After listening to Big Brother @cz_binance's views on VC coins and meme coins yesterday, combined with the recent buzz in the market about alpha in meme coins, as an occasional small retail investor in the secondary market, with many coins already going to zero, I've become increasingly lacking confidence in buying. Instead, I'm now more inclined to play on-chain with meme coins.

@cz_binance I believe truly valuable meme coins should have historical or cultural significance. 90% of meme coins will go to zero, but I hope meme coins can continue to gain popularity. Meme coins don't care about fundamentals—only about consensus speed, emotional contagion, and the brutal aesthetics of musical chairs. Pure PVP, creating a bunch of mini millionaires' wealth myths. That's also why so many people get addicted, even though there are many pitfalls and it's becoming less friendly to newcomers. Still, I'm looking forward to the next alt season.
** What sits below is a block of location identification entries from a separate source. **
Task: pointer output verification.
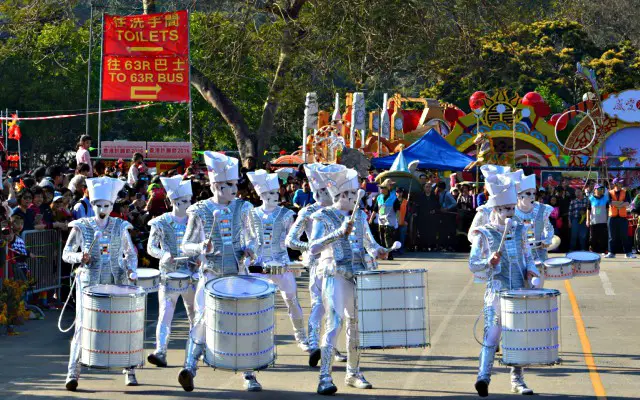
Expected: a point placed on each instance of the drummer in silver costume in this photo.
(165, 239)
(219, 232)
(534, 215)
(303, 224)
(271, 223)
(111, 261)
(505, 269)
(341, 247)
Meme culture won't disappear—it will only become more extreme, more refined, and increasingly act as a mirror exposing the truth.

In contrast, VC tokens often come with extensive KOL promotions and investment pedigree before launch, with their whitepapers boasting flawless ecosystem loops. Yet many projects see their market cap fall far below their fundraising valuation after listing, even experiencing 'valuation inversion'. As CZ said, many VC projects today are listed merely to enable institutional exits.

Project teams attract numerous 'milk-studio' operations by fabricating data (user growth, community activity). These tokens become highly concentrated in the hands of a few studios or 'wool parties'. Dumping after listing becomes the norm, resulting in impressive testnet numbers but extremely low retention after mainnet launch, and rapid collapse of community consensus. Ordinary users perceive a disconnect between effort and reward, shifting from co-builders to short-term speculators, leading to a breakdown in long-term loyalty.

Even if a project is solid, failing to give enough airdrops to studios or failing to detect sybil accounts can trigger FUD in the community and on social media; but giving them leads to massive selling pressure at TGE. The outcome is: giving studios means 'death', not giving also means 'death'.

As a web3 enthusiast, I don't want pure speculative VC tokens, nor pure memes—I lean toward products that offer real utility and sustainable revenue. This is beneficial for the industry's long-term development. Many current speculative VC tokens remain stuck in concepts without actual products.

After launch, many projects fail to match even the market cap or hype of meme coins, dousing the dreams of project teams and investors hoping to cash out quickly. They must now bear not only technical and labor costs in early stages, but also pre-launch marketing expenses and listing fees—only to find no traction afterward, with no retail investors to take over.

Moreover, the market habitually judges projects by pump-and-dump cycles. User mentality is already fixed, making it hard to shift toward long-term value investing. Projects with contracts can even collude with contract mechanisms to manipulate markets and extract funds, creating artificial hype—no one cares what they actually do, like $AIA and $coai. Meanwhile, projects without contract support and user retention will eventually fade into obscurity. Many public chain projects have daily active users below two digits. Frequent security incidents (over $3.3 billion lost on-chain in 2025) and risks of hacks or team runaways further erode trust.

The VC tokens that can truly break through need:

Prove cash flow and real economic value (not just airdrop incentives).

Build a user closed loop (great experience, high trust, strong retention).

Adapt to institutional demands (transparent governance, compliance prioritized).

Deep integration with high-certainty sectors such as AI, RWA, privacy, and payments.

Cycles will pass, but what remains is always the product, not the market trend. Prioritize avoiding projects dependent on high-risk speculation and lacking a closed loop, and shift toward directions with verifiable contributions and sustainable models.